Grassroots Health

Winter means comfort food and an increased need to support your immune system. So in our house I like to make sure our freezer is stocked with nourishing soups and stews instead of processed convenience foods.
This Dahl is absolutely loaded with flavour and super satisfying.

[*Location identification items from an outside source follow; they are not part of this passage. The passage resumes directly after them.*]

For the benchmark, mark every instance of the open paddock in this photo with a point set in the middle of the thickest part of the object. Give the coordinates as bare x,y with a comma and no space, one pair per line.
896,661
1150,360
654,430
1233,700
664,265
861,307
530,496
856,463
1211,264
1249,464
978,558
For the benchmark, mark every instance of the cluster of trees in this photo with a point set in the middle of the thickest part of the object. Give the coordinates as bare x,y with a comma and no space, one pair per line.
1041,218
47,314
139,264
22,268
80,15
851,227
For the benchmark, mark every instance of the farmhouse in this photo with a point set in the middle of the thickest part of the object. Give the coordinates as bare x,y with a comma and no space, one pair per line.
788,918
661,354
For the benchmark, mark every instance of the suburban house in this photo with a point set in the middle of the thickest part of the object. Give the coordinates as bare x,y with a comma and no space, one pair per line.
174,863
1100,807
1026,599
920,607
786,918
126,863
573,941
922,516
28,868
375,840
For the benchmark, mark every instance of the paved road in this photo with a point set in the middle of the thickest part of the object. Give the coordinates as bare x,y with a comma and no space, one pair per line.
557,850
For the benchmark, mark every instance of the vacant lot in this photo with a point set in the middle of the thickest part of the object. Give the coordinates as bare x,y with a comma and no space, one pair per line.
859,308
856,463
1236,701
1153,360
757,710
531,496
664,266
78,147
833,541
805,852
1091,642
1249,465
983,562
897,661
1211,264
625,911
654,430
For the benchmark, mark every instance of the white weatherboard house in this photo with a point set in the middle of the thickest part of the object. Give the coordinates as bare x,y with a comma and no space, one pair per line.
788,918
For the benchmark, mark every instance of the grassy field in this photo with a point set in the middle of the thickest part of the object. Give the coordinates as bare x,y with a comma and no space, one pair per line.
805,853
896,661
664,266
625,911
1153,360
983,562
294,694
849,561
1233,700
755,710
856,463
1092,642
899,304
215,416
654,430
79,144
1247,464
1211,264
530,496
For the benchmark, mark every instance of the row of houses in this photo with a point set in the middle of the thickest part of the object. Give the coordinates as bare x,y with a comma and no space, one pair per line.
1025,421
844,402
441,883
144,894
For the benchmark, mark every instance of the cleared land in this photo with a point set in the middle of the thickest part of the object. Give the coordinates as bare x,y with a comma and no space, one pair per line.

NB: Flavour intensity for your spices will vary according to their age, brand, country of origin and quality etc., so you will need to experiment with quantities, though I do tend to prefer ginger and cumin as the dominant flavours.

Ingredients

  • 3 cups red lentils, soaked for several hours.
  • 6-8 cups water
  • 2 large tomatoes, diced
  • 1 brown onion, diced
  • 1/4 pumpkin, cubed (optional)
  • 2-3 tablespoons cumin
  • 1 tablespoon turmeric
  • 2 tablespoons ginger powder
  • 1 tablespoon sweet paprika
  • 1 small knob fresh ginger, grated
  • 5 fresh chills, finely chopped
  • 6 large garlic cloves, roughly chopped
  • 1/2 bunch of coriander, roughly chopped
  • 6 bay leaves
  • 6 curry leaves
  • salt and pepper to taste
  • Butter for frying

Method

  1. Cook the lentils until soft, then remove from heat. Add more water during the cooking process if required.
  2. Melt butter in a pan on medium heat and add all the spices. Add the tomato and onion and stir. Cook until onions are translucent and then add to the lentils.
  3. In the same pan, fry the pumpkin on a low heat until cooked through. Once cooked, remove from heat and mash well with a fork before adding to the lentil mix.
  4. Stir until well combined, then serve.